Hungary slammed for tough new anti-migrant measures

Hungary’s parliament has been heavily criticised for approving plans to detain asylum seekers in converted shipping containers placed in detention camps on its border.

At present migrants can be held for up to four weeks if they are apprehended within five miles of the border, but the new rules remove the time limit and will apply countrywide.

The measures were fiercely opposed by civil liberties groups and some socialist MPs but was nevertheless a vote was passed overwhelmingly by 138 votes to six with 22 abstentions. Support came from Prime Minister Viktor Orbán’s Fidesz party and the far-right Jobbik.

The United Nations claims the changes breach EU law and the refugee convention.

“In practice, it means that every asylum-seeker, including children, will be detained in shipping containers surrounded by high razor wire fence at the border for extended periods of time. And (it) will have a terrible physical and psychological impact on women, children and men who have already greatly suffered,” said UNHCR spokesperson Cecile Pouilly.

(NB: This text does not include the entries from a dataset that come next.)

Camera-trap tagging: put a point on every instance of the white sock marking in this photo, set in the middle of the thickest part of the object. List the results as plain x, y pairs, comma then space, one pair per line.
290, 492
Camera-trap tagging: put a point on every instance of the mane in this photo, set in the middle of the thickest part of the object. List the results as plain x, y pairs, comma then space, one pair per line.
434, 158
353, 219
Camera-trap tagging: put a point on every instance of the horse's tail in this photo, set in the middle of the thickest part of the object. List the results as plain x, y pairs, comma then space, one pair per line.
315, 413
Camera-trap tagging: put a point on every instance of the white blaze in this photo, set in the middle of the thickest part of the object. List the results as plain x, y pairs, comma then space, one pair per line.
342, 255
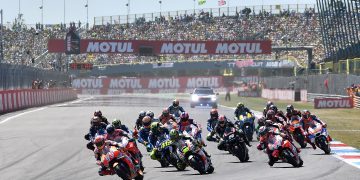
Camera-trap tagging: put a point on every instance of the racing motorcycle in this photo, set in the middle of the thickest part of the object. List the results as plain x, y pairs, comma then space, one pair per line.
169, 153
118, 161
319, 135
235, 144
297, 131
246, 123
195, 157
283, 149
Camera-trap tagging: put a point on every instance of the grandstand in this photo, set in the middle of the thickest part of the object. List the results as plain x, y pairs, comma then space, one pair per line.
287, 25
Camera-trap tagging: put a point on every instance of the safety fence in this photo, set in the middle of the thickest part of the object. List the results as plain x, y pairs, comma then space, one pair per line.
13, 100
21, 77
356, 102
214, 12
284, 94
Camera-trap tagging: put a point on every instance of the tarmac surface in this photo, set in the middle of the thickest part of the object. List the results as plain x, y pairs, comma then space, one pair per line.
48, 143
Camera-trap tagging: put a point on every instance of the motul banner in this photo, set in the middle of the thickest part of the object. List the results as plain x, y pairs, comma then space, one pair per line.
345, 102
144, 85
165, 47
13, 100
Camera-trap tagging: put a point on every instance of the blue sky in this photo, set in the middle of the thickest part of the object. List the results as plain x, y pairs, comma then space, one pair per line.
75, 9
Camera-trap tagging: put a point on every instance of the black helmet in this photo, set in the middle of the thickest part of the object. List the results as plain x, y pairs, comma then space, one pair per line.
142, 114
150, 113
289, 108
274, 108
110, 129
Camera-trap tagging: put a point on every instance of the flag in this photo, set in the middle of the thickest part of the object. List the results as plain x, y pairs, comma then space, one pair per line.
221, 2
201, 2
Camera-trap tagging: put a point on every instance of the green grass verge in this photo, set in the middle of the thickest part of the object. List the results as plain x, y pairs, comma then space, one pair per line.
339, 120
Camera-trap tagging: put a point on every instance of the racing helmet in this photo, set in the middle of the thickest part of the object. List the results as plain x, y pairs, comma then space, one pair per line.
240, 105
110, 129
289, 108
142, 114
270, 114
146, 121
214, 113
116, 122
98, 113
268, 104
176, 102
184, 116
154, 127
263, 130
150, 113
165, 112
99, 142
222, 119
174, 134
306, 114
274, 108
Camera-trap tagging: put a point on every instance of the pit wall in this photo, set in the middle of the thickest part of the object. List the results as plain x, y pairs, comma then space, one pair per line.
283, 94
13, 100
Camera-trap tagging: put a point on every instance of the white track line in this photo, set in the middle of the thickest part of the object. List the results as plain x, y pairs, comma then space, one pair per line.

The Hungarian government has stressed that any detained asylum seekers will be free to leave at any point, as long as they drop their claim and return to either Serbia or Croatia, the two countries through which refugees have mainly been arriving.

In 2015 a total of 391,000 people arrived in Hungary illegally, according to government figures.

Prime Minister Orbán said at an oath-taking ceremony for border guards, or “border-hunters” as they are called by the government, that the arrival of migrants may have slowed but it had not ended.

“My ladies and gentlemen, the migration crisis will last until the root causes are dealt with. It will last until it is recognised everywhere that migration is the Trojan wooden horse of terrorism.”

In addition, Hungary is pressing ahead with a second electrified fence along the Serbian-Hungarian border.The new barrier, stretching for nearly 150km, will enable the frontier to be monitored using CCTV and thermal cameras.